# Plugins for Adobe Photoshop Lightroom 4.3



## michaelp (Jul 9, 2021)

I currently use the old Adobe  Photoshop Lightroom 6 (6.14) and Luminar 4 with Nik (DxO) Collection 4 on macOS Mojave.

I recently downloaded the *new* and confusingly versioned *Adobe Photoshop Lightroom 4.3 *which is free (in AU or NZ only) but only has basic features, although you can upgrade to "Premium".

However, there appears to be no way to install plugins for Nik and Luminar. The only option I see is to *Edit in PhotoShop*, which I do not have installed.
There is no Plugin Manager to be seen on any menu. When I run Luminar's plugin installer it does not find Lr 4.3, but does find 6.14.

In 6.14  I can choose to edit in both Nik and Luminar .

I have Googled the issue without success. 

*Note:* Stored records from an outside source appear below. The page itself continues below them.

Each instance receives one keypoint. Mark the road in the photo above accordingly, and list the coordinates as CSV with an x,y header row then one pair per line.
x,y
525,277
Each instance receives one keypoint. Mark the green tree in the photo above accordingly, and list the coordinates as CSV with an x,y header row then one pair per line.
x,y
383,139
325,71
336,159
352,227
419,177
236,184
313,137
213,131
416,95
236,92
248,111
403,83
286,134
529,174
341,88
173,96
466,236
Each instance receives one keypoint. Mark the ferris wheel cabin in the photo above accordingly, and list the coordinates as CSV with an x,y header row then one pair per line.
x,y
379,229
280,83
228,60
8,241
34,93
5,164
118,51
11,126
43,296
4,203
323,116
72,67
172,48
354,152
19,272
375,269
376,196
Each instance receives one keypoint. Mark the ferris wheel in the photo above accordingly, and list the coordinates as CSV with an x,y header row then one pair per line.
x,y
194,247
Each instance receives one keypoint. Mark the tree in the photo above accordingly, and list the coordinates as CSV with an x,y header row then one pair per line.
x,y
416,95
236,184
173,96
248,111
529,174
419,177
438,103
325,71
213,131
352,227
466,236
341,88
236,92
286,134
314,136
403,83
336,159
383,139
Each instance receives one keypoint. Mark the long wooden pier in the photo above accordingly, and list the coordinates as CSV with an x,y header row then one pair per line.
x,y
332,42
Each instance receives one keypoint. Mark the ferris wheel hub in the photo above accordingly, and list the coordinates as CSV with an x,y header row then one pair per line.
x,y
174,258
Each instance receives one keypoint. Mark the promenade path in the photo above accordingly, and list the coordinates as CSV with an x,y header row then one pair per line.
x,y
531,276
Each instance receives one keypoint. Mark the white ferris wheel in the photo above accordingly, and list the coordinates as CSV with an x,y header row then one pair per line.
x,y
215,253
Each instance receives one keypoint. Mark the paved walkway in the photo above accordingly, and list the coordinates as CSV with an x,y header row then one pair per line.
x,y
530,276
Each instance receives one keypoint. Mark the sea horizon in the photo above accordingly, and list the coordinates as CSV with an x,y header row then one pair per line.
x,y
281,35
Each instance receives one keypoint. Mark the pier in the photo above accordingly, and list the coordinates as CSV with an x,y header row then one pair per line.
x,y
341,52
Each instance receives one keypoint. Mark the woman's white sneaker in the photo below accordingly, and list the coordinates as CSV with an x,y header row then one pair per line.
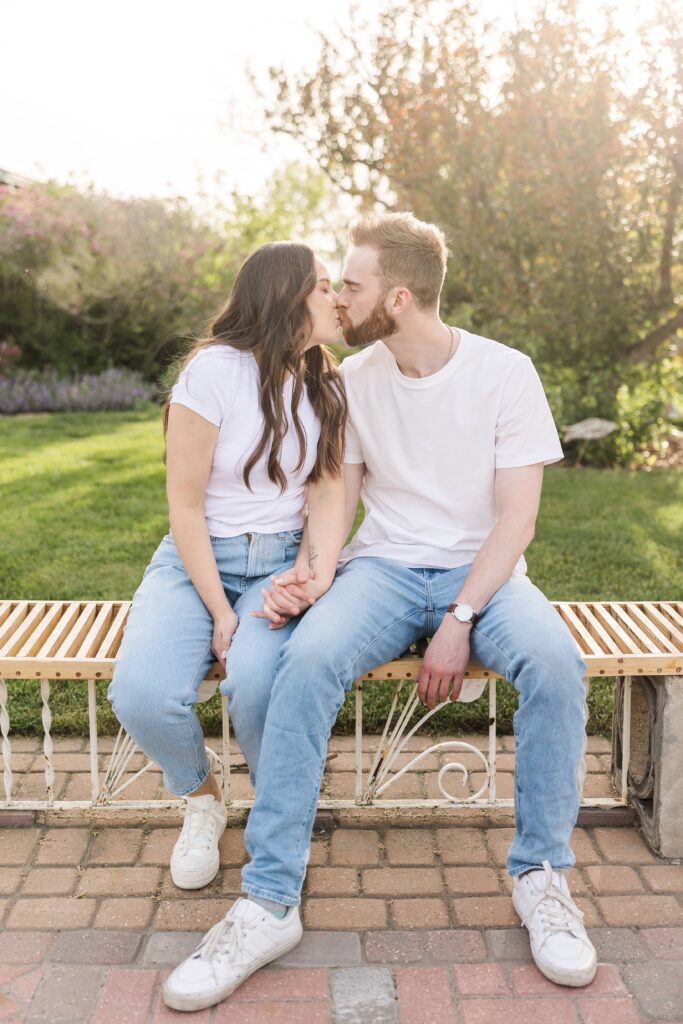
x,y
560,946
196,859
245,940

I don't want to "upgrade to premium" only to find I cannot use my plugins. I  note that every feature that is available in Premium is clearly marked and of course you are promoted to upgrade to get the full featured app at every "opportunity" and plugins is not mentioned. "Plugin" does not return any results in the built-in Help search.

Does anyone know how to get plugins working in this version?


----------



## Paul McFarlane (Jul 9, 2021)

Hi

No, Lightroom Desktop (so current version 4.3) does not support plugins (even the premium version).

The local replacement for Lightroom 6 is Lightroom Classic, which supports plugins the same as Lr6 did.


----------



## michaelp (Jul 9, 2021)

Aha! So you does get wot you pays for! Thanks for clarifying that Paul.


----------